As regards the longevity of the First Congregational Society after Chandler retirement and passing, Harold Worthley, the longtime Librarian of the Congregational Library in Boston, in his excellent and carefully researched study of the early Congregational churches of Massachusetts, states that about 1890 the Society for all practical purposes became extinct. But not completely for it did attempt to have some ministerial services and programs during its final fifty years as an organization. The Rev. Crawford Nightingale served there in 1883 and the Rev. Loren Benjamin Macdonald from June 1885 until October 1887. A portion of his service was while he was earning his A.B. at Harvard(1886). The next individual to be listed in the AUA annual yearbook as minister in Shirley was the Rev. Amos N. Somers who was there for two years (1898-99). But most of the time the yearbook listed Shirley with supplies or as dormant. Sometime the word that described the society was “[blank]”. Throughout much of the last decades of its existence the one group that continued to be vigorous and carry on programs, at least until 1932, was its local branch of the national organization the Alliance of Unitarian Women.
Finally, in1944 under the leadership of Dr. Clifford K. Shipton, Librarian and Director of the American Antiquarian Society and head of the Harvard Archives, who lived in Shirley Center in the very house that the Chandlers once owned, a local organization-the First Parish in Shirley- was established to assume responsibility for maintaining the now unused Unitarian Church as an important part of the community’s heritage. As a part of its mission it keeps the First Parish building in repair while also promoting its use “for weddings, funerals, musicals, and historic and dramatic programs.”
THE HISTORY OF SHIRLEY
Chandler, as has been indicated earlier, began to collect material for a history of Shirley at the start of his ministry. He wrote his history, he declared, to allow people “to connect the present with the past, so as to give the existing actor an opportunity to understand his obligations to those who shall come after him, by his indebtedness to those who have gone before him.”In its preparation he was always careful to document his facts, which is one of the book’s values.As he put it in his introduction, “The sources of all quotations made, the reader will find duly acknowledge; and no assertion had been hazarded without good authority as to its accuracy, especially when it has come through the uncertain channel of tradition.” Credit for attempting the history in the first place belonged, he said, to his friend George A. Whitney at the time living in Boston but originally from Shirley.

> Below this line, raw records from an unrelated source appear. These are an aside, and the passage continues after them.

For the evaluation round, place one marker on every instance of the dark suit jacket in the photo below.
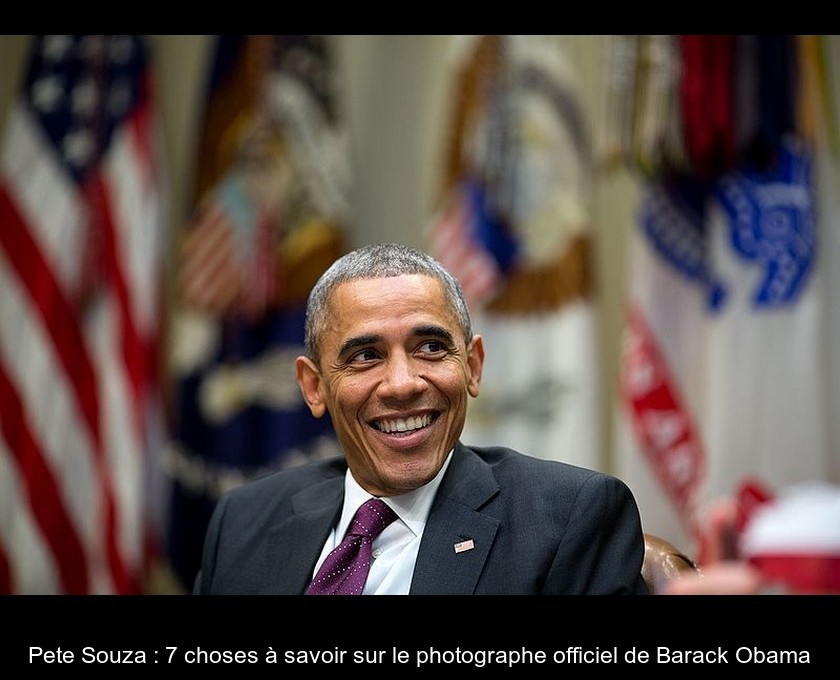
(539, 527)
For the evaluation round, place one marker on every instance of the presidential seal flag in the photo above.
(270, 209)
(514, 225)
(724, 374)
(80, 271)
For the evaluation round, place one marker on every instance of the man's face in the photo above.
(395, 375)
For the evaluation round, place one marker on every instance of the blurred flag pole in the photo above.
(725, 364)
(80, 271)
(514, 225)
(270, 211)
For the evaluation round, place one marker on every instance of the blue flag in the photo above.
(270, 212)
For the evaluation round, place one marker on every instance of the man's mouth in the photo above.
(410, 424)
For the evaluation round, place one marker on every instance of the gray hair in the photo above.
(380, 260)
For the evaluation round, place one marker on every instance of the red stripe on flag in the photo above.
(42, 490)
(662, 423)
(131, 346)
(62, 323)
(5, 574)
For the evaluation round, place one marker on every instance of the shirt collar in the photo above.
(411, 507)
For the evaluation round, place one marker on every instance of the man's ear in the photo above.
(475, 362)
(309, 381)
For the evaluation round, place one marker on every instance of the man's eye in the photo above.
(432, 347)
(363, 356)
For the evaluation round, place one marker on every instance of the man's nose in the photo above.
(402, 377)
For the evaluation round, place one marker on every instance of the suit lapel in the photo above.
(457, 537)
(294, 544)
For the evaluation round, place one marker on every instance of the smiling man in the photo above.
(392, 359)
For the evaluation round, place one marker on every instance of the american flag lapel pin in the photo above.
(463, 546)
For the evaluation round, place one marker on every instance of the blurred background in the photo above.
(647, 228)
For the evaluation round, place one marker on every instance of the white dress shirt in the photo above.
(395, 549)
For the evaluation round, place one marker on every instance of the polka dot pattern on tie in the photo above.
(345, 569)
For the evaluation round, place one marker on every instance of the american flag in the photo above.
(80, 237)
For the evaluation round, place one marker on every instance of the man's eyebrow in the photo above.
(359, 341)
(430, 330)
(434, 331)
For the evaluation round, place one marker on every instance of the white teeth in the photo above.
(404, 424)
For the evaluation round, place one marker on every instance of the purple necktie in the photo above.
(345, 570)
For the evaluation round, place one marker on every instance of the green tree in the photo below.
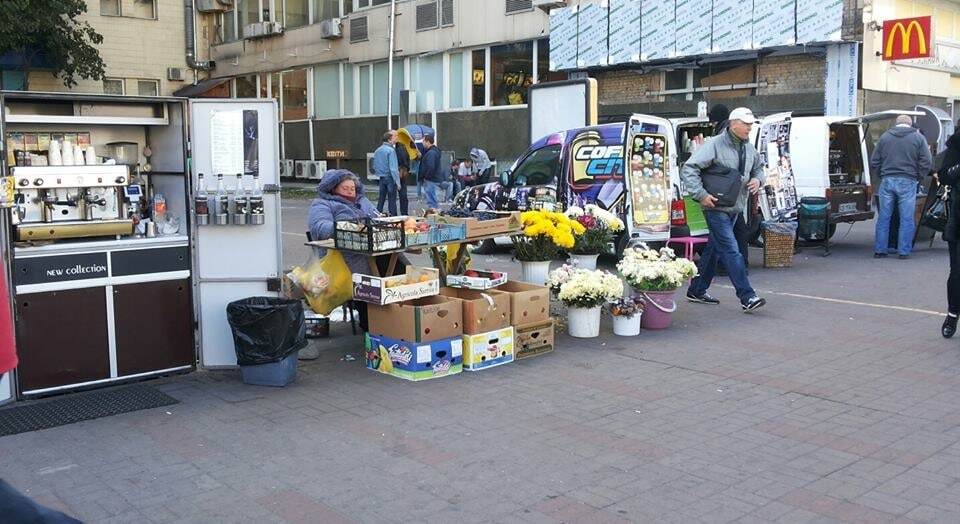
(49, 31)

Another source that encouraged his historical work came when the New-England Historic Genealogical Society elected him on September 3, 1845 a Corresponding Member.
By 1848 he had been able to prepare a good basic draft manuscript based on his careful and relentless research. Therefore, when Caleb Butler asked him in the spring of 1848 if he could borrow the manuscript to prepare a short appendix about Shirley’s story to be included in his forthcoming history of Groton, Shirley had originally been a part of that town, Chandler was in a position to loan it to him. Unfortunately Butler did not credit the use of Chandler’s manuscript in his book so he had to provide Chandler with a letter to be inserted into theShirley history acknowledging that fact in order to eliminate any confusion that could have been raised by critics.
The Shirley history as with the other town histories then being written, several of them by either Universalist or Unitarian ministers, (5) focused primarily on the governmental and ecclesiastical history of the town. But just as important was its“genealogical“ history. His research approach here, he said, was through conversations with those living in the community, which allowed him to collect “many facts relating to the history of the settlements and to the genealogy and biographies of the settlers.” When the town in November 1871 voted five hundred dollars toward the printing of the history, Chandler completed his work on the historical section and proceeded to enlarge and make the genealogical and biographical “register” its own major section. In preparing it he was assisted by James Freeman Dana Garfield. (6)
Figure 7 - Title page of the Shirley History by Chandler
Chandler dedicated his book, most appropriately, “To the memory of the early settlers of Shirley, to their widely-scattered descendants, and to the present inhabitants of the town.”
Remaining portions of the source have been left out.